Over the last few months, I’ve been talking about the fact that our real business—or, at least, our business moving forward—is selling not the products but, rather, the experience of making music, at least in terms of our mindset and approach to our customers. So, imagine my surprise when I heard “Shark Tank” billionaire Mark Cuban declare that selling “experiences”—immersive, high-quality, first-person, non-Web experiences—is trending like mad. The Delusional Me would assume he’d been reading my column, but I know we’re just tapping into the same stream of the zeitgeist. (Except he has, like, a billion dollars more than me, plus an army of consultants and staff to capitalize on this insight.)
Nonetheless, it’s a good time to be selling experience. Despite the hordes of people walking around towns staring at the devices in their hands, a large and growing segment of consumers is looking for first-person life experiences…and not simply as entertainment. The catchphrase concept of a personal “bucket list” has been embraced by more than just boomers concocting a Kerouac-inspired to-do list. Every week, I hear people in their 30s invoking the term to explain why they want to take up an instrument. But the people I talk to aren’t meekly asking for some help and a few lessons. They anticipate an ongoing relationship with music, not just dipping in their toe long enough to learn Fur Elise and check it off.
That doesn’t mean we can park them in a lesson room and collect the money in perpetuity. The trend demands high quality, interactive experiences. Although a good teacher can certainly help and inspire them, a weekly half-hour lesson is far from immersive. Their “music experience” can have the lesson room as the hub, but it must extend out in all directions: practice, socializing with others sharing their interest, playing in a group, attending live performances, trying out products, etc.—all the things an engaged music consumer likes to do. They’ll certainly find some of this themselves, but the more the store can provide, the stronger the bond between that person and the store becomes. (And the greater the likelihood they will continue to play, and to enjoy the experience long term.) That bond with the store also increases the chance of additional purchases, while decreasing the need to look elsewhere for enrichment of the experience.
This is where I fear for our industry, because we have let the skill set for this rapport atrophy over the last 20 years—if, indeed, we ever had it with anyone older than 18 who wasn’t a musician. Worse, the skills needed are not well represented in the general population, which means we need to grow and nurture a music retail talent pool at the same time.
My wife has spent her career at one of America’s largest retail chains. We often talk about the Big Retail picture, and one of her biggest gripes is the dismaying number of substandard associate hires. Incoming employees are inexperienced, of course, but that has always been an issue. More troubling is that so many are also unmotivated and lacking in interpersonal skills. Even so, employees can be trained and managed to become effective. Except…Big Retail no longer has the time, the budget or the interest to provide the training needed to turn drones into assets.

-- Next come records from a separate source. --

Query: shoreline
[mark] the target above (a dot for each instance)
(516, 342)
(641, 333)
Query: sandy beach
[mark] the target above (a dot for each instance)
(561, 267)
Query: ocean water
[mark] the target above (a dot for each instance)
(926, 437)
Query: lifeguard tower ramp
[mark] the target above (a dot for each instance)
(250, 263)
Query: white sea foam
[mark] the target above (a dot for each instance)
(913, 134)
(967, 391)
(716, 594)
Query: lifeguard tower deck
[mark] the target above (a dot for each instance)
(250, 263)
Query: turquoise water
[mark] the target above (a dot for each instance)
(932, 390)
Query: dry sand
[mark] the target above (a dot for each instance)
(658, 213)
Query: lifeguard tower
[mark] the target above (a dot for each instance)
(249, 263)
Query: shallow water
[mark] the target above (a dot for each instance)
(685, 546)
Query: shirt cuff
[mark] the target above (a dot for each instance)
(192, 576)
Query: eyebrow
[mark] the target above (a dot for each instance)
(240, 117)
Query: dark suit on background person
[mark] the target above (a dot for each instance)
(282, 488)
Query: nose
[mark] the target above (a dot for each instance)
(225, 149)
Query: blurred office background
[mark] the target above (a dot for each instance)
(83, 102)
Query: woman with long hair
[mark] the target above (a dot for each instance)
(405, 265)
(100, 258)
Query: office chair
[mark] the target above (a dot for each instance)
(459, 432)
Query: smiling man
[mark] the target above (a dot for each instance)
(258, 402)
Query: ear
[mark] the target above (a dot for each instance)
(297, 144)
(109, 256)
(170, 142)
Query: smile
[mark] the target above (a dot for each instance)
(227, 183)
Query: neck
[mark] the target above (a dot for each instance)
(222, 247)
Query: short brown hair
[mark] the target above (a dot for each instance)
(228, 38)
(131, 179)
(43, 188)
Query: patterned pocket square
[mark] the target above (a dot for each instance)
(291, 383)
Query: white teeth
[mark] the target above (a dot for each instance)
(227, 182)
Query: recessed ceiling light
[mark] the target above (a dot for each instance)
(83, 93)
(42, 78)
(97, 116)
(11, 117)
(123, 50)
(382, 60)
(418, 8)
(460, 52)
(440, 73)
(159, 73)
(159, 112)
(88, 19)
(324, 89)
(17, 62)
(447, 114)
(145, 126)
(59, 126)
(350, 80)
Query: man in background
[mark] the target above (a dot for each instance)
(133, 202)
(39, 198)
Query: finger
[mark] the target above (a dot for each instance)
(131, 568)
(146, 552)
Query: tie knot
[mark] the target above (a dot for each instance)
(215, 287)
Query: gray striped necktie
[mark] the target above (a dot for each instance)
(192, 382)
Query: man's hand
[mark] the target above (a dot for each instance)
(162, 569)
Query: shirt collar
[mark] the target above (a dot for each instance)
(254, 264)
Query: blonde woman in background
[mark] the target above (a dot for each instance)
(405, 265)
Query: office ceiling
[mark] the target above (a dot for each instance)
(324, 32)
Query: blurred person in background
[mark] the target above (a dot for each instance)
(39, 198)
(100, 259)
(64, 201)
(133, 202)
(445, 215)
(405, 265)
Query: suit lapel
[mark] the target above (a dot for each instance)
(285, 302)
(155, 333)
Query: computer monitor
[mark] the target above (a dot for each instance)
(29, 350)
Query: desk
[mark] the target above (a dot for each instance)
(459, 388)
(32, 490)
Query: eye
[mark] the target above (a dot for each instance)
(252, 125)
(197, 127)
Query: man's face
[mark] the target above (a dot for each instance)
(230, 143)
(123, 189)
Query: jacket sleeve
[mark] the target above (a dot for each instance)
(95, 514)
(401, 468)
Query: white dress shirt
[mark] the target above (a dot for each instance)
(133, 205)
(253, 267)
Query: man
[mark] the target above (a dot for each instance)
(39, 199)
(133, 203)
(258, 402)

We mirror this in the music industry, but that lack is far more damaging here. I hesitate to call the person we need a salesperson, because selling is only one of the skills that is needed. We also need a person who’s passionate about sharing the music experience, empathetic toward a customer’s needs and open-minded enough to value them without prejudice. It’s a tall order for an industry rife with egos, stylistic prejudices, and age and gender issues. We can’t continue to greet our public with the baggage the industry has carried for the last few decades.
We are selling experience to a special-interest, high-maintenance clientele, hungry for that high-quality immersive experience. But where we need a combination of docent, mentor and concierge, many of the people in our stores are simply clerks…and barely effective at that. Clerks can greet a customer, (perhaps) answer a question and ring up a sale. But the big difference is that clerks respond; we need someone who engages. Clerks point out a product and walk away. We need a person who can demonstrate that the product will fulfill a customer’s needs. Clerks can sign up a student and match him or her to a schedule opening, but we need to welcome that person and get him or her excited, as well.
If you have a person with this skill set in your store, you can see the high-quality relationships created. But this person shouldn’t be the standout. Rather, he or she should be the template for everyone in the store—anyone with any customer contact, at least. The exceptional should be the rule.
Don’t confuse this skill set with that of a top salesperson…that great closer, remembers-the-dog’s-name, high-volume sales star. A lot of his or her talents and techniques will be useful, but we need a person who will put the customer experience first: not simply get them to buy but, rather, get them to play. Any good salesperson can sell a product; we must see to it that our customers get the most out of it—so much so that they think of other things they want, rather than responding to our pitch. Too often, we’ve sold a drum set that’s on the used market competing against us a year later. Too many horns gather dust; too many pianos drift out of tune; and too many guitars limp along on four strings. This is what happens when we only sell products and depend on someone else to provide the experience.
We need to begin training people, restructuring our programs and redesigning our environments. I guarantee that, if this trend has the billionaires sniffing around, we will watch them from the sidelines as they do our job, and we’ll see yet another episode where the big guys skim the money because we sat on our hands.